Selon Ibrahima Diagne, la gestion anarchique de la décharge de Mbeubeuss fait perdre au Sénégal plus de 85 milliards de francs CFA par an

16-08-17 Coocom 0 commentaire

Par : Moctar FICOU

Source : VivAfrik

La mauvaise gestion de la décharge de Mbeubeuss, située dans la grande banlieue dakaroise, fait perdre à l’Etat du Sénégal plus de 85 milliards de francs CFA par année, a déclaré Ie coordonnateur de l’Unité de coordination et de gestion des déchets solides (Ucg), Ibrahima Diagne.

« Mbeubeuss, avec la pollution de l’air, de la nappe, fait perdre à l’Etat du Sénégal plus de 85 milliards par année, d’après une évaluation économique. Cela fait 1% de notre Produit intérieur brut (Pib) du fait d’une gestion non rationnelle de déchets », a regretté, mercredi 9 août 2017, le coordonnateur de l’Ucg dans l’émission « Le Point » de la Télévision publique (RTS). Aussi le président de la République a-t-il inscrit la problématique des déchets dans le cadre du projet-phare du Plan Sénégal émergent (Pse), sur lequel misent les autorités pour permettre au pays d’atteindre l’émergence à l’horizon 2035. Une perspective qui « a fait l’objet de plusieurs conseils des ministres ». « Près de 30 milliards de francs mobilisés pour un réaménagement de la décharge de Mbeubeuss, ce lac asséché depuis les années 1968, est transformé en dépotoir d’ordures », a relevé M. Diagne.

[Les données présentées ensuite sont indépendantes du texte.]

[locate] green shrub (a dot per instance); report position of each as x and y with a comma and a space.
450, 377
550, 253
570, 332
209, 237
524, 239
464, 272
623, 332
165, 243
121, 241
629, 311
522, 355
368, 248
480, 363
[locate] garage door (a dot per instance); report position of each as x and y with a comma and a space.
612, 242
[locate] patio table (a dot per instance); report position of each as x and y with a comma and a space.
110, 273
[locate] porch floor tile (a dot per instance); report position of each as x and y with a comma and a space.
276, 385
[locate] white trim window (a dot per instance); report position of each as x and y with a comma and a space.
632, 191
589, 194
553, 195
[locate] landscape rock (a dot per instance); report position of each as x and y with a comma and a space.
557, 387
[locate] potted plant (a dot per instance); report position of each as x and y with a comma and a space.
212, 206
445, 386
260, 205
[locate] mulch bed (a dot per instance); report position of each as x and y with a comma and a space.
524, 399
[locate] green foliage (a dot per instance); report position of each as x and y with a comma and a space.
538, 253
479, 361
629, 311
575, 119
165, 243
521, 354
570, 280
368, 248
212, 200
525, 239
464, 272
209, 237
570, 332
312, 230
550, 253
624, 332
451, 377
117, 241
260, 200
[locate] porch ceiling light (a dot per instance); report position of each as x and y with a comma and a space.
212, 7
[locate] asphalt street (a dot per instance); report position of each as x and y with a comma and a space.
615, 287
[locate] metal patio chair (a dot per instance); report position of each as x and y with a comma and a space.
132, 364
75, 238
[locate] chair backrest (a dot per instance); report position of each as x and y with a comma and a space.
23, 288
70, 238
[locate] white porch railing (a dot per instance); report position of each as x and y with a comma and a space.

« Aujourd’hui, a-t-il ajouté, l’analyse stratégique est déjà faite, et nous saluons les efforts de l’Etat du Sénégal qui a injecté 35 milliards pour régler définitivement, la question des déchets de Mbeubeuss, ce site qui sera requalifié ». Dans le cadre de ce projet, il a annoncé des « solutions alternatives », avec l’appui de la Banque mondiale. Il s’agit ainsi de mettre en place un cadre de contractualisation avec des partenaires afin de parvenir à impulser une valorisation énergétique, agronomique mais aussi de production de combustibles, a-t-il précisé. De l’avis de M. Diagne, la mise en œuvre de ces solutions alternatives permettra de « régler un problème qui a duré plus de 50 ans et qui est une préoccupation majeure des populations de la banlieue dakaroise ». « Nous nous inscrivons à traiter définitivement et durablement cette plaie qu’est Mbeubeuss », une décharge qui s’étend « sur près de 114 hectares », a-t-il signalé. Avant de souligner la nécessité d’une « solution intégrée » qui permette de réintégrer la décharge en requalifiant le site « pour qu’il devienne un poumon vert pour la région de Dakar.